6教団メンバーB 陛下、まさか、その計画をご承認なされるような事、ありますまいな?

プラセーナジット王 うん?

6教団メンバーC そのような事をお許しあっては、世のためになりませぬ。国の弊(ついえ)、民の煩(わずらい)を招くのみならず、世を失い、国を保つことあたわざる結果となりましょうぞ。速やかに、スダッタの計画を禁止されんこと、おん願い奉ります。

プラセーナジット王 うーん・・・よしわかった、よく考えてみる。今日のところは、一応、聞き置いておく。

6教団メンバーA 陛下、くれぐれも・・・。

プラセーナジット王 わぁかったと、言っておるではないか!

プラセーナジット王は困ってしまった。6教団側の言い分ももっともに思えたが、かといって、スダッタの大願を無に帰せしめる気にもなれない。

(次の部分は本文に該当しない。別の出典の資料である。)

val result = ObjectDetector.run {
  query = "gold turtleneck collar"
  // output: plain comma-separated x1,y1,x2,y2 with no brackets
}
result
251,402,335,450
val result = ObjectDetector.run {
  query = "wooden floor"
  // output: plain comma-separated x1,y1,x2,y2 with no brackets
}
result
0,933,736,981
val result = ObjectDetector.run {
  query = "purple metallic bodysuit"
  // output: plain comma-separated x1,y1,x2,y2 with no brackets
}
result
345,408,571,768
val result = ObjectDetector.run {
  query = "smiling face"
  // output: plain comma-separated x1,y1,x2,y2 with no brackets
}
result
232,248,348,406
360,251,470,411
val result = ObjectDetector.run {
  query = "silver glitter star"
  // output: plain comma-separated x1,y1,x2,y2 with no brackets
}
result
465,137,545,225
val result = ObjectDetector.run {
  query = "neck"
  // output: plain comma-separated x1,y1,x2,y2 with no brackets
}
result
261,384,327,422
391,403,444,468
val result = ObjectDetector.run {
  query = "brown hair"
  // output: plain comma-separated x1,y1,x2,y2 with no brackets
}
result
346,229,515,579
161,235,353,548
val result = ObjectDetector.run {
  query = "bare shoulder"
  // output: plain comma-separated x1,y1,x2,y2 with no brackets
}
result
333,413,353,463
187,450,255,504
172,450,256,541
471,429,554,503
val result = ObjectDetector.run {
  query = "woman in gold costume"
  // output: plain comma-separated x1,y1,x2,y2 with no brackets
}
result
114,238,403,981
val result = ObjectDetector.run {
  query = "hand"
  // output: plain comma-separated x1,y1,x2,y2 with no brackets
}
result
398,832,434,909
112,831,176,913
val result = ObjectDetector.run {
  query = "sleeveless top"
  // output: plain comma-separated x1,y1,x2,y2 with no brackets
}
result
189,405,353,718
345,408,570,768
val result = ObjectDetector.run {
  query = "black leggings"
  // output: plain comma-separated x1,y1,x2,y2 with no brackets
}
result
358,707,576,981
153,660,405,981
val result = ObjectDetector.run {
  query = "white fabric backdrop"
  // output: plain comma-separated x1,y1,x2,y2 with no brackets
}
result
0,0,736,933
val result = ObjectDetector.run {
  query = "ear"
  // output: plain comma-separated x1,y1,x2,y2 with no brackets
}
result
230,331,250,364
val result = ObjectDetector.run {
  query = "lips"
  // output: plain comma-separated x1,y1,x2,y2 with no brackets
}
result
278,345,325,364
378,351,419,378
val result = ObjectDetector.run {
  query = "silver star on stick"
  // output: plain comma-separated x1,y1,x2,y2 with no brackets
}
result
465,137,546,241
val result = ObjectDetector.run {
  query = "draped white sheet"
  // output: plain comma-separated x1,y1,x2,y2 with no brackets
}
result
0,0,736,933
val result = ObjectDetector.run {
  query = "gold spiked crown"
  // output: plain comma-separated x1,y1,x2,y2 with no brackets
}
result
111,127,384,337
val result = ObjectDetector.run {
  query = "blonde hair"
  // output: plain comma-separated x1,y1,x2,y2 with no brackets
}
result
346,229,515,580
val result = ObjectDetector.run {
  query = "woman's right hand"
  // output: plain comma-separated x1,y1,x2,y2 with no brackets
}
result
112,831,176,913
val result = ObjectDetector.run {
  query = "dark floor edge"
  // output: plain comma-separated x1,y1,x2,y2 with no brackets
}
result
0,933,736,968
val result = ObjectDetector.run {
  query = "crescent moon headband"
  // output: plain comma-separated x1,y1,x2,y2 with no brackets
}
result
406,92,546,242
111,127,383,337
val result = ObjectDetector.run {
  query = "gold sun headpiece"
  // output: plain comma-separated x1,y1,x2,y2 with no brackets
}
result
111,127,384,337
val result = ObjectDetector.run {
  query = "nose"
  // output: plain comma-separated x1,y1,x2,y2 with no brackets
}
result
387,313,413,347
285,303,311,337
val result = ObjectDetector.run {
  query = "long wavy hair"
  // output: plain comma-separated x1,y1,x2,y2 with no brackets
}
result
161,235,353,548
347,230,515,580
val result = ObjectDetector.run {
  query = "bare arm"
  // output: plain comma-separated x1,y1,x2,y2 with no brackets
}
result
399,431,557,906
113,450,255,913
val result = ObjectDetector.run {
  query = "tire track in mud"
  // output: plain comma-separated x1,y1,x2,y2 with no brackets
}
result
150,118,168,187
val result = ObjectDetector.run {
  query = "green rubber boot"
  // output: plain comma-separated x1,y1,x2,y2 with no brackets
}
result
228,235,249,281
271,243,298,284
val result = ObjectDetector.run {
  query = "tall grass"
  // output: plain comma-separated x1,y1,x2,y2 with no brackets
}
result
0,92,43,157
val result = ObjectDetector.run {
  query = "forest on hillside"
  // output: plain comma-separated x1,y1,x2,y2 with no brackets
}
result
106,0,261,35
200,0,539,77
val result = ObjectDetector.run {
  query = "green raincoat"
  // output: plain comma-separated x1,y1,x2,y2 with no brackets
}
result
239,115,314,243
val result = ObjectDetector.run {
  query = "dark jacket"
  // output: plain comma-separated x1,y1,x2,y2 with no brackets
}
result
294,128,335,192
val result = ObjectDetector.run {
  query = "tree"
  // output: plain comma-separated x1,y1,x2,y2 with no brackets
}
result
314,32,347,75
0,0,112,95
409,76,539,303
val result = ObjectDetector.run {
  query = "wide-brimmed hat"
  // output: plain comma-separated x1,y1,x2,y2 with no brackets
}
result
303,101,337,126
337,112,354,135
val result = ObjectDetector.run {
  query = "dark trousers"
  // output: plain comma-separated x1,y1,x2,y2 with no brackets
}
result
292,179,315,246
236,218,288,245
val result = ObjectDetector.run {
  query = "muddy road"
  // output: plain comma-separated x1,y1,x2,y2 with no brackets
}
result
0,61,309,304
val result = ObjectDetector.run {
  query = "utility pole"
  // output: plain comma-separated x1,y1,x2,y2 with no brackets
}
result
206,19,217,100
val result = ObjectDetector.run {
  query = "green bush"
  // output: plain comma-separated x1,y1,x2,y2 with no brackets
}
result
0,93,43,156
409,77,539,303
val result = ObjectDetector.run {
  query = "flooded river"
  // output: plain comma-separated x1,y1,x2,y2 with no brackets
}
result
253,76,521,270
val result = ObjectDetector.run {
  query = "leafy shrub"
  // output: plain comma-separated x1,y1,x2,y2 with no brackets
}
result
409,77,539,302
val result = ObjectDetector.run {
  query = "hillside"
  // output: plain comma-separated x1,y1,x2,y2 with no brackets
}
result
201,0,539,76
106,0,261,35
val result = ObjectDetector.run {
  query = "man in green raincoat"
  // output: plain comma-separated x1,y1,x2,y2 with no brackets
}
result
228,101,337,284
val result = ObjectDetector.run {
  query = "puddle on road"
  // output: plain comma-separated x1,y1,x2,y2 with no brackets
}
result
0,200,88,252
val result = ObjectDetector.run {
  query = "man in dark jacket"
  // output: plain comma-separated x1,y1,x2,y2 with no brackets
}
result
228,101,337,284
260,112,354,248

プラセーナジット王 よし、こうしよう! ゴータマ側の弟子代表と、6教団側の弟子代表を王宮に招いてな、その神通力を競わせてみるのだ。どっちが勝つかで、今回のこの問題の決着をつけよう。

これを聞いたスダッタは、

スダッタ ふふん・・・見て驚くなよ。6教団の者らの神通力などな、釈尊の高弟のそれに比べたら、わしの足の毛一本ほどのものじゃよ。いや、それ未満かな? ムハハハハ・・・。

やがて、王宮より、「期日を定め、両者の神通力の勝劣を国王陛下がご覧ぜらる」との宣言が発表された。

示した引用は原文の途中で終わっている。